Résumons pour les derniers de la classe ou les plus jeunes : la Fondation Maeght de Saint Paul de Vence (Var) accueille un festival de musique hors normes fin juillet 70. S’y produisent Sun Ra, Albert Ayler, Terry Riley, Cecil Taylor. Le public qui avait sifflé Ayler quatre ans auparavant à Pleyel faisait deux soirées durant une standing ovation au saxophoniste. Comprenne qui pourra.  

Si le répertoire de ces deux soirées reprend quelque peu les deux derniers enregistrements du saxophoniste pour Impulse, on devine ici une nouvelle direction. Le 25 juillet 1970, Ayler est à la tête d’un quartet d’où est absent Call Cobbs (il a raté l’avion). Mary Parks, la compagne d’Ayler, (chant, saxophone soprano) y révèle un tempérament vif et tranchant. Ici, la clarté du chant du saxophoniste en étonnera plus d’un, son désir de retourner à la mélodie –qu’il n’a en fait jamais quittée-  sans omettre son recours à la convulsion laisse à penser qu’Ayler avait réussi à réconcilier ses propres extrêmes. La paire Steve Tintweiss, Allen Blairman, parfaitement en phase avec le new Ayler va pousser le saxophoniste très loin dans l’expressivité d’un art jamais égalé. Autour de Ghosts, Love Cry se nichent quelques inédits baptisés Revelations. Ce sont, précisément, ceux-ci qui nous intéressent. Improvisations collectives, elles font se croiser les souffles (soprano pour Mary, cornemuse et ténor pour Albert), les expérimentations vocales et s’inscrivent en plein cœur d’un free jazz vibrant. 

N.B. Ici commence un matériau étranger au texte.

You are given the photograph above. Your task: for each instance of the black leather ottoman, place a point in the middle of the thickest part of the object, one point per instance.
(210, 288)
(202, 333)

Le 27 juillet le pianiste Call Cobbs (souvenir d’un mémorable Angels en duo avec le saxophoniste) rejoint la fine équipe. Les ultras-aigu d’Ayler sont de sortie, Allen Blairmann mouline comme un grand diable et le pianiste apporte swing, blues et gospel au sein des compositions du saxophoniste (écoutez son accompagnement sur Truth Is Marching In : il est aux antipodes harmoniques d’Ayler). Les oppositions voulues ou non (Again Comes the Rising of the Sun, Holy Family) ne manquent (une piste pour le new Ayler ?). Ici, se construit l’épique Revelations I et ses vingt minutes de folie douce). Ici, peu importent les approximations. Ici, l’on se jette à l’eau sans le souci de la noyade. Ici, l’on sculpte à même le vif. Ici, le débordement est la norme (le vénérable Call Cobbs, habitué à des musiques plus centrées fait siennes marges et pages blanches). Et on n’écrira jamais assez combien son accompagnement fait de longs et riches enroulements offre de nouvelles perspectives au saxophoniste. Contesté, critiqué voire haï, Albert recevait de la part du public une longue et émouvante ovation. La première… et la dernière.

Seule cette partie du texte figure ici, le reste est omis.